IT is arguably every woman’s nightmare to be told by a doctor that they have breast cancer.
But for Penny Walker, it is a diagnosis she has faced with steadfast courage and determined to beat the disease.
For the foreseeable future, the 54-year-old landlady, of Field Lane, Burton, will be injected with a cocktail of drugs in gruelling chemotherapy sessions which leave her with the feeling ‘of a constant hangover’.
Despite the waves of nausea and the prospect of losing her hair, Penny has maintained a positive outlook throughout.
“I would prefer not to go through it,” she said.
“But it’s a means to an end so I just feel that I’m going through a bit of discomfort and illness now, and hopefully in about nine months I will be fit again.”

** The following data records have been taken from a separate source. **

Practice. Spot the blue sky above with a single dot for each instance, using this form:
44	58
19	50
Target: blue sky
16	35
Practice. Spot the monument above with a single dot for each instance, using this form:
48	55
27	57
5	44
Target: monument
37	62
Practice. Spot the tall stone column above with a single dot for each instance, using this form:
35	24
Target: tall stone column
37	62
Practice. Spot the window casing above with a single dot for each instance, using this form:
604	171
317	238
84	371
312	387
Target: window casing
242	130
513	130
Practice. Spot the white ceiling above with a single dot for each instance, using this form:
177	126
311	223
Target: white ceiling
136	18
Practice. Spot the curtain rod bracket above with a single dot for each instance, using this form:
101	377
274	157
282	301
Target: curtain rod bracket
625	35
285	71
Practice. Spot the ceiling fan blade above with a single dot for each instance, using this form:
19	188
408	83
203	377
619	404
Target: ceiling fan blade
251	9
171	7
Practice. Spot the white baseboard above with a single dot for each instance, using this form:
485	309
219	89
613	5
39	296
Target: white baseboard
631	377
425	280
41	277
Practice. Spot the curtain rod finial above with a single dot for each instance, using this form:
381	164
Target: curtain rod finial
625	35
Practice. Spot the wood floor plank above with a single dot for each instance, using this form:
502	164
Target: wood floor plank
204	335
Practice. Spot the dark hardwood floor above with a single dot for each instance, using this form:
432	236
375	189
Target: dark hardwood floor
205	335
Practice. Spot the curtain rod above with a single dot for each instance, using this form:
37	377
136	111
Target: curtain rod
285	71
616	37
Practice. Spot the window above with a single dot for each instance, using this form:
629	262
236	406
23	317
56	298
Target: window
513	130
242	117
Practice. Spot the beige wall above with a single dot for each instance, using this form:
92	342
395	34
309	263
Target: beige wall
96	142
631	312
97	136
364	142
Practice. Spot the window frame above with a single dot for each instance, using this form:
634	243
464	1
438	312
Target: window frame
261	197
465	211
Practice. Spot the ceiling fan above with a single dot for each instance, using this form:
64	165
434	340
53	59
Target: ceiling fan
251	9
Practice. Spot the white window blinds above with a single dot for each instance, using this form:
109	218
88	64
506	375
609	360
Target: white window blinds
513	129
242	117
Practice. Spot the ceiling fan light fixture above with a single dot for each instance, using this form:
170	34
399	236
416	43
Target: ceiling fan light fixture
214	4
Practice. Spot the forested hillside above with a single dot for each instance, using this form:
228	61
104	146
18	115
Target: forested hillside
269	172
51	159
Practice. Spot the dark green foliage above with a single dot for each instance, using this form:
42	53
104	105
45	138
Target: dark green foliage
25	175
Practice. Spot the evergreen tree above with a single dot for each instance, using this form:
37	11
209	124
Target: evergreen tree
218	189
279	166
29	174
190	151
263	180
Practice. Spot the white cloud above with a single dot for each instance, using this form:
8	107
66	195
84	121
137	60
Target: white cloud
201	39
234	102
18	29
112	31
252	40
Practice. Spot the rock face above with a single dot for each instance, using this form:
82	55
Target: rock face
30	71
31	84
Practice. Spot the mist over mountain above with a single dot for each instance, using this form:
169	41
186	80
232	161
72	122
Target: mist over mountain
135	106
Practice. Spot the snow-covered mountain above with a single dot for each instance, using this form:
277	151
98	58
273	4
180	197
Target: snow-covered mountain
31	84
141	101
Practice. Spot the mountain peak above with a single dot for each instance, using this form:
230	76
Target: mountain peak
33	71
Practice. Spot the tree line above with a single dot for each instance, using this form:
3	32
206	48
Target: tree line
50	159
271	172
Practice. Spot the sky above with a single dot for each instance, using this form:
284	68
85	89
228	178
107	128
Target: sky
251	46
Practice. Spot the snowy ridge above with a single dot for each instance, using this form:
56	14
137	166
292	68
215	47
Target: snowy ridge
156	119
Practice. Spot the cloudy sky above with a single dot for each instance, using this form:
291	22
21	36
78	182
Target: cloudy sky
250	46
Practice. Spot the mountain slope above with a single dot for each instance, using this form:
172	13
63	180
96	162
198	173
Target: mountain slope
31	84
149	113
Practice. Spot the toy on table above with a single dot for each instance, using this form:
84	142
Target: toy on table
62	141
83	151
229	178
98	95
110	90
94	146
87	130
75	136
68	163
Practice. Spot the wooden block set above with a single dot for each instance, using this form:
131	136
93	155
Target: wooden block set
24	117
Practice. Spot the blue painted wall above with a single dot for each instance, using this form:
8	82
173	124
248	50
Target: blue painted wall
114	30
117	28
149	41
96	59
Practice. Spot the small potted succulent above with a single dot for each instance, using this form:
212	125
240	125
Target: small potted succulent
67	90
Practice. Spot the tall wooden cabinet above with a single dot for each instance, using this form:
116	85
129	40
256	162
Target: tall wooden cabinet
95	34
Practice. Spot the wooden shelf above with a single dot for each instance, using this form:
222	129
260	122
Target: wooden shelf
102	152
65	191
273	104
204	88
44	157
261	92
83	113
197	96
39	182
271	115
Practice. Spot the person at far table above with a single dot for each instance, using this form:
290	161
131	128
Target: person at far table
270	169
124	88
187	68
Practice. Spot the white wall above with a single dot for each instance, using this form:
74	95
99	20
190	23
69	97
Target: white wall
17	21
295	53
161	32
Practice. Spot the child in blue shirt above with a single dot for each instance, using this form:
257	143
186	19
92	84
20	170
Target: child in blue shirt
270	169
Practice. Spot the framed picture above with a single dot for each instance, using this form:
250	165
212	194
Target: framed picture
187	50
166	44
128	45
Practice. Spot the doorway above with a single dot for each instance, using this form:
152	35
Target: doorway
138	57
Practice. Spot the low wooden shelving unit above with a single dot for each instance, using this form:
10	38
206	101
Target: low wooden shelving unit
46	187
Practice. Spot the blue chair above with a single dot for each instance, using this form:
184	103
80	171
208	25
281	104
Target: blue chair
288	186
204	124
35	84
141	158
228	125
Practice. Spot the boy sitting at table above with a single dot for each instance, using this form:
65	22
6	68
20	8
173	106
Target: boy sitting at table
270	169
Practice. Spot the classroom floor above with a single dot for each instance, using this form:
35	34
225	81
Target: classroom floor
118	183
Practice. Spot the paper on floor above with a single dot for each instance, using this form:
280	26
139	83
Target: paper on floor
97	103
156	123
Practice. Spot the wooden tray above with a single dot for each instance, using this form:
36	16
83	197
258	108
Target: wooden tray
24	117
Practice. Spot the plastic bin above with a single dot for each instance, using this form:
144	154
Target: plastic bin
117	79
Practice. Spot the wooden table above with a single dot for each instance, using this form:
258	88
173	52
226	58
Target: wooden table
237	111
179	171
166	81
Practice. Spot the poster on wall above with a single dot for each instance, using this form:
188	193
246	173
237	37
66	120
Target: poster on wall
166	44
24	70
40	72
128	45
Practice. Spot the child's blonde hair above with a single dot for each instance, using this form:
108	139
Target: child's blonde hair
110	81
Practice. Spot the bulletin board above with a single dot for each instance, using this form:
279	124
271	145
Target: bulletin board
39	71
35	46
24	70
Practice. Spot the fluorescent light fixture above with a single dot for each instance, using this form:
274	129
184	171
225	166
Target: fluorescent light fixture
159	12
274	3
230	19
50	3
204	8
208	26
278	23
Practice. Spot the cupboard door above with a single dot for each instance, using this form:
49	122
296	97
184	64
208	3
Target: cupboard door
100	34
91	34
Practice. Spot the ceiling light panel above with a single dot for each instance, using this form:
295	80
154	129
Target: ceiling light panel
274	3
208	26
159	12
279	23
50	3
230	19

Penny’s diagnosis came after an eagle-eyed doctor spotted the tiny lump – about the size of a two pence piece – during a routine mammogram scan at the start of March.
She said: “I had a recall which I was not really worried about, my eldest sister had had one and everything was fine.
“But the doctors then came back and said there was a small cancer there in my left breast.
“But it had been identified very early so they were positive it was going to be easily treated.”
However, these hopes were dealt a blow when a biopsy result showed the cancer had spread to her lymph nodes.
“Initially I was fairly resigned and quite calm about it,” Penny said.
“It has got to happen to somebody so why shouldn’t it be me. It had been caught early and they are going to sort it.
“I don’t think there would be anyone not upset being told they had cancer, but it was more of a shock they said it had gone through to my lymph nodes, that was not in the plan.”
As a result of the cancer spreading, Penny must now undergo a course of neoadjuvant chemotherapy.
First, she is injected with an anti-sickness drug, followed by three others to kill the cancerous cells before the remains of the lump can be removed later on.
“It involves sitting in a chair and having massive syringes injected,” Penny said.
“The other drugs can make you feel quite queasy.
“It’s like having a severe hangover all of the time, you tend to get better from hangovers, but this so far has not gone off.
“I’m still feeling nauseous and everything tastes funny and metallic, tea is quite horrible so I’m drinking lemon and ginger tea which seems to help.”
Penny has also been told she will probably start lose her hair sometime in the next two weeks.
“It’s very unlikely it will stay,” she said.
“But it’s a minor thing in comparison if it was not detected. I have got lots of hats and bandanas so for me it’s no big deal.”
Penny said the invasive treatment had also left her feeling lethargic and needing time off from her job as a call manager for social housing provider Trent and Dove.
She has also taken a back foot on the running of two Burton pubs - The Devonshire Arms, in Station Street, and the Alfred Ale House, in Derby Street - which she runs with her partner of 18 years, Jackie.
In the wake of Penny’s diagnosis, The Alfred Ale House will host a ‘quiz trek’ from 2pm on Sunday, April 4, to raise money for the charity Breast Cancer Awareness.
Penny added: “If it had not been for the amount of money raised through charities, my prognosis might not be as good as it is.
“So it’s just so important to keep these funds coming in.”